On Sunday, June 25, three decades after it pioneered documentary, news magazine, and public service programs in the Philippines, GMA Public Affairs looks back on some of its most unforgettable reports to discover the positive transformations these helped bring about in “Sa Serbisyong Totoo, Nabago Ang Buhay Ko.”
Hosted by GMA News pillar Jessica Soho, “Sa Serbisyong Totoo, Nabago Ang Buhay Ko” features some of the most powerful stories told by shows produced by GMA Public Affairs and how these stories changed the lives of the people involved.
I-Witness’ 2009 documentary “Ambulansyang de Paa” gave viewers a visual of an ambulance as it makes its way down a steep mountain, carrying a patient who has never seen a doctor in his life. Yet the “ambulance” is nothing more than a hammock, transported on foot by residents desperate to get medical aid. In the documentary, one-year-old John Lloyd was but skin and bones. The make-shift ambulance-on-foot in Bansud, Oriental Mindoro served as his only lifeline.
Today, John Lloyd is in much better health, starting his second year in elementary school. He says there is now a health center nearby, and parts of the once-rugged road have been paved for better access to basic services.
Ten years before John Lloyd’s story aired, Brigada Siete’s 1999 documentary “Batang Alipin” brought to light the situation of laborers working in slave-like conditions inside a vinegar factory. One of the youngest workers rescued was 15-year-old Zaldy.
Eighteen years later, Zaldy now has his own family and works as a mechanic. After being freed from his harrowing experience as a child, Zaldy says he is determined to secure a better life for his own children.
In 2013, GMA News TV’s Reel Time told the heart-wrenching story of 10-year-old Mary Rose in the documentary “Salat.” Never knowing when the next meal would come, Mary Rose and her siblings were severely malnourished.
The documentary saw an outpouring of generosity for the family. Mary Rose is now fourteen and in the pink of health. Thanks to the kindness of strangers, Mary Rose has been able to continue her schooling and is now in her second year of high school.
Many more stories of hope and transformation abound. Pioneering public service program Wish Ko Lang has been instrumental in reuniting long-lost family members. Twins Judy and Danica, who were separated at birth, saw each other again for the first time in thirty years through the wish-granting program.
Bringing family members together has also been an advocacy of public service program Imbestigador, which has facilitated countless rescues of trafficked women and children, including those from Sabah, Malaysia.

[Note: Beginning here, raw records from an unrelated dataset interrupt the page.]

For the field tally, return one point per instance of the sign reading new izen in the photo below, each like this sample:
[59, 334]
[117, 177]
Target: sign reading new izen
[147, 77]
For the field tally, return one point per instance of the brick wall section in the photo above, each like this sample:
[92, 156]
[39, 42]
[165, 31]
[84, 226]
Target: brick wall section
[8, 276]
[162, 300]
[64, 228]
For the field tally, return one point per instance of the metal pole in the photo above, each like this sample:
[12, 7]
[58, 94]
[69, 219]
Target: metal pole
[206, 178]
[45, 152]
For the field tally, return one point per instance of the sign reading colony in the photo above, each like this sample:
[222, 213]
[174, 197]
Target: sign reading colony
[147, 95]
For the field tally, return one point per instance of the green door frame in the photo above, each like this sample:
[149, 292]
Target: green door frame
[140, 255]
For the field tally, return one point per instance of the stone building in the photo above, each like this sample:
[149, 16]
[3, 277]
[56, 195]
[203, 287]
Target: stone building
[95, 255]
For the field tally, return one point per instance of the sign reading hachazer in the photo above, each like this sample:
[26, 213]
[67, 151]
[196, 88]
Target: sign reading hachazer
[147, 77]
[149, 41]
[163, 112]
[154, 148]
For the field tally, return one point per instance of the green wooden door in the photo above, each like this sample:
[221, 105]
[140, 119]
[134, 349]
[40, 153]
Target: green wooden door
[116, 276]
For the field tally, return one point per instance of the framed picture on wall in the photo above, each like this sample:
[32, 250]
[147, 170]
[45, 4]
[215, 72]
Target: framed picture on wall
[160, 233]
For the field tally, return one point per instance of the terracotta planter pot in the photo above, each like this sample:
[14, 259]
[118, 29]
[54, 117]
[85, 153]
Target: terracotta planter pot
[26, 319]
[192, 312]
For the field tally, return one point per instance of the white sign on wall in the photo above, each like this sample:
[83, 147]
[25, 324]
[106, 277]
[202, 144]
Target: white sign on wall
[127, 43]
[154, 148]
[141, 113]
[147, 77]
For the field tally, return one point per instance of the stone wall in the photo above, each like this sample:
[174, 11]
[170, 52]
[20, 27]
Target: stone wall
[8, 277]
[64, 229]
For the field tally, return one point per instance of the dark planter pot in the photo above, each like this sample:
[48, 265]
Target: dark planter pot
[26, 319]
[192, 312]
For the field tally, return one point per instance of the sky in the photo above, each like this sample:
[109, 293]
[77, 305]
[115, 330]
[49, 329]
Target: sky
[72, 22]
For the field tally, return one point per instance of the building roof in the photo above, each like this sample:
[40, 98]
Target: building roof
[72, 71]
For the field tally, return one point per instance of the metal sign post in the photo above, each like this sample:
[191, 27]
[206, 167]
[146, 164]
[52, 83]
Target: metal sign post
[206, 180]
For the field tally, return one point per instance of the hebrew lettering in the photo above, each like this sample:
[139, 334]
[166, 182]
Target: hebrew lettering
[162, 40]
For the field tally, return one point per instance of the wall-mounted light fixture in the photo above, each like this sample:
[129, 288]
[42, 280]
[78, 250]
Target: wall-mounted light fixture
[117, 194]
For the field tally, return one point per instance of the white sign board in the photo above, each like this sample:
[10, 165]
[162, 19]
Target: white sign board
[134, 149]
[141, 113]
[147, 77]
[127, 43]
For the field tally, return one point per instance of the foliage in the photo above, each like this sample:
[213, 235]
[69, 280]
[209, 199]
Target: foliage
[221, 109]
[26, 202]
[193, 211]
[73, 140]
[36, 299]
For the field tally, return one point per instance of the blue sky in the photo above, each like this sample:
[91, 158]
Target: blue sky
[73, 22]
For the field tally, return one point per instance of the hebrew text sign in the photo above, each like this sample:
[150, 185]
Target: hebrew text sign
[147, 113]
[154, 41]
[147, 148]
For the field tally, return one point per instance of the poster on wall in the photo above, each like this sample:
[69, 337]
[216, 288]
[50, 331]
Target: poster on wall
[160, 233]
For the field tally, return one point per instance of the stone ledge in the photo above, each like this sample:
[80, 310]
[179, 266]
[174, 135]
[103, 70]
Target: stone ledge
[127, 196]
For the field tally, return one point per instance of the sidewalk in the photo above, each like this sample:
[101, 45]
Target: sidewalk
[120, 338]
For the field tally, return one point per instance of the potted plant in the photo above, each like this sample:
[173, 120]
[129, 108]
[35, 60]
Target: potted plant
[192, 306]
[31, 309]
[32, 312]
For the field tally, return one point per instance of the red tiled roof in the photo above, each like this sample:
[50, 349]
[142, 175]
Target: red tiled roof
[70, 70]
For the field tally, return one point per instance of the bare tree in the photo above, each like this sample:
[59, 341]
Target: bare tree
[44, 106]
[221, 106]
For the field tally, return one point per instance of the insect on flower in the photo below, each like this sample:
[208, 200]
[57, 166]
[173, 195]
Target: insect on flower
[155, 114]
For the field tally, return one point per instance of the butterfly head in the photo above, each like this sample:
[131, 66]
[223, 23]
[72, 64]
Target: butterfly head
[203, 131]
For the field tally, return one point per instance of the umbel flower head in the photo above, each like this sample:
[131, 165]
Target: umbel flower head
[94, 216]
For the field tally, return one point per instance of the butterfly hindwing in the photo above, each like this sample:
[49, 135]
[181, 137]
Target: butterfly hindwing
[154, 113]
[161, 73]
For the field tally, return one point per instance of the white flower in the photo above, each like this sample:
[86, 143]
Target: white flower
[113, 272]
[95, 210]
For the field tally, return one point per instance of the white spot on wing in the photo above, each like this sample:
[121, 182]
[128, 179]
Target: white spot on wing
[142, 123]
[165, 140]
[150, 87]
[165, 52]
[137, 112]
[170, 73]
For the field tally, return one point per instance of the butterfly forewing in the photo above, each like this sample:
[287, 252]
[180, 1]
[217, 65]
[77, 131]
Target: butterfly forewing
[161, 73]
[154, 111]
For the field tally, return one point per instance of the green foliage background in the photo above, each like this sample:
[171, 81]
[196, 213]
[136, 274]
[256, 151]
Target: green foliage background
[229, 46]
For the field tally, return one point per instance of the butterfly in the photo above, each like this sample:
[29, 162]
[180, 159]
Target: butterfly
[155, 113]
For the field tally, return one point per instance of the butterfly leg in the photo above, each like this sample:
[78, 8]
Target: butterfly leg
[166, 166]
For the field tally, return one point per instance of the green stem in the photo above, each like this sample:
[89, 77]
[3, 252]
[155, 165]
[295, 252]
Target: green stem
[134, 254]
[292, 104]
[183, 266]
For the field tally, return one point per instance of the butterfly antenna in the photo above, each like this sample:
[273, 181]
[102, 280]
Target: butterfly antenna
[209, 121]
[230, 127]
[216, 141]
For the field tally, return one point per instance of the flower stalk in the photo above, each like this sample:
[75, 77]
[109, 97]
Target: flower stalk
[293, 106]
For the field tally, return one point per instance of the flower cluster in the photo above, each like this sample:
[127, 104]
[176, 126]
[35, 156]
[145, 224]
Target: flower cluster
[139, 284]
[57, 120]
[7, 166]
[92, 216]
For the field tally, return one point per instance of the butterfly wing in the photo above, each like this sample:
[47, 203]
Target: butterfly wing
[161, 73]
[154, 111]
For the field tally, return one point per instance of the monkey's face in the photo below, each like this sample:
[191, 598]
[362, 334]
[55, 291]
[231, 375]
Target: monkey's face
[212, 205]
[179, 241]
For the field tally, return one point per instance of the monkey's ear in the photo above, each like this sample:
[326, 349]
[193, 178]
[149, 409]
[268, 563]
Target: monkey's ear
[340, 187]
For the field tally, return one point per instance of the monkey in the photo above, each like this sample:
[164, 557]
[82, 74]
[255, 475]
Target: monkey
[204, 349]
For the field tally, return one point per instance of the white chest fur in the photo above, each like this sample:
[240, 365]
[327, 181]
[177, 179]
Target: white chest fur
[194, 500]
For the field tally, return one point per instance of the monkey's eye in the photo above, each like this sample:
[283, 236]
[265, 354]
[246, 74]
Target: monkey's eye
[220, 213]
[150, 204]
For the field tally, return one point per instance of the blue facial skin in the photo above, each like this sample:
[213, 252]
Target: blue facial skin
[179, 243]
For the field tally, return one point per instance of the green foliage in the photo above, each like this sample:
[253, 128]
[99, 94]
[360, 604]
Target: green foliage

For years, flagship Public Affairs Program Kapuso Mo, Jessica Soho and long-running issues-oriented program Reporter’s Notebook relentlessly followed the stories of those devastated by Supertyphoon Yolanda. Four years later, GMA Public Affairs meets the families of Marvin and Raphael building a new life in their new homes.
And there are many more tales of transformation behind GMA Public Affairs’ thirty years on the air.
After four George Foster Peabody Awards, 11 New York Festival Gold Medals and three Emmy nominations, GMA Network remains the most internationally-awarded in Philippine Television through its News and Public Affairs programs. More than any accolade, however, the stories of those whose lives have been changed by public service programming remain the greatest reward.
This Sunday (June 25), watch how GMA Public Affairs helped changed the lives of people, one story at a time. “Sa Serbisyong Totoo, Nabago Ang Buhay Ko” hosted by Jessica Soho airs on GMA’s SNBO.